AI is achieving better-than-human levels of performance for certain very specific, or closed, tasks; broader application of these successful tools in real-world environments requires progress in robustness.

The benchmark of achieving better-than-human performance has been a catalyst for public conversations about the potential of AI technologies. There are already some tasks where AI’s performance against human benchmarks has been well-documented: in object detection from static images, for example, AI tools have performed at higher-than-human levels since 2017.  In other areas, how AI compares to current human practices is less clear. In image analysis systems for cancer diagnosis, for example, the performance of AI in deployment in comparison to human radiologists has been mixed. Performance for restricted tasks continues to improve, and the range of tasks for which AI could be used continues to grow.  However, these restricted tasks are not often representative of real-world challenges; even small deviations from these constrained environments might derail performance. Adding snow to landscape images, for example, drastically decreases the performance of current systems for image recognition.

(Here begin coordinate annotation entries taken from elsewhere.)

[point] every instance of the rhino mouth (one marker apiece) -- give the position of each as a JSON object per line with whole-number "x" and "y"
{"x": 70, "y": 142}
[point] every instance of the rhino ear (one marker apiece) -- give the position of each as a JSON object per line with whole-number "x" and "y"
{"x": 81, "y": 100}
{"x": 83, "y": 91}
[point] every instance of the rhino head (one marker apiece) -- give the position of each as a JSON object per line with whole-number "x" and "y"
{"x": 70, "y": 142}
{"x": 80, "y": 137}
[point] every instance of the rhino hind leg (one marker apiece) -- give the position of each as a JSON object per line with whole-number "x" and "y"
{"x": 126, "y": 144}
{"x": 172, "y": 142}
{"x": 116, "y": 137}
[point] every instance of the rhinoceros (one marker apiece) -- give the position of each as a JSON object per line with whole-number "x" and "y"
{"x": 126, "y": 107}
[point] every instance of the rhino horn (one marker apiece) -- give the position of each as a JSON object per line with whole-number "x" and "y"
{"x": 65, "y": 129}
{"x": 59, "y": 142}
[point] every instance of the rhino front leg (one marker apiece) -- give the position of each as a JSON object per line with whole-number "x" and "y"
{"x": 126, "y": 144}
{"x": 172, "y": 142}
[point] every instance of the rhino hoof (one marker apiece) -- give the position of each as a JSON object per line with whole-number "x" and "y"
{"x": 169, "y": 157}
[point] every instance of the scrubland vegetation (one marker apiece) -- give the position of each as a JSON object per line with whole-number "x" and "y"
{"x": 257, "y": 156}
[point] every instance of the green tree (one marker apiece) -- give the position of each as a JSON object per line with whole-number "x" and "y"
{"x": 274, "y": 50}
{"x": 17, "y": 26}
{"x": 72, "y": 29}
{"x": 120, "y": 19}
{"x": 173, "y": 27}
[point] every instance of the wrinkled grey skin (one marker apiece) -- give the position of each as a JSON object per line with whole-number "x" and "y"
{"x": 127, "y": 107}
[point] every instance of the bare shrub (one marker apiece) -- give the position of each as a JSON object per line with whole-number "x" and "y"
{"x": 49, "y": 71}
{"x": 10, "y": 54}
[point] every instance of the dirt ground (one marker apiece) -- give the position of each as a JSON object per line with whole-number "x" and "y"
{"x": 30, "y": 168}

However, large, foundation models are opening the possibility of creating broader-purpose AI tools that can be trained on one task and applied for another. One approach to increasing AI performance on a range of tasks is transfer learning – the ability to take learning from one task and apply it to another. Despite being close to human standards, this remains challenging. The creation of AI that delivers high performance in dynamic environments will require progress in robustness and deployability, creating tools that are suitable for broader applications.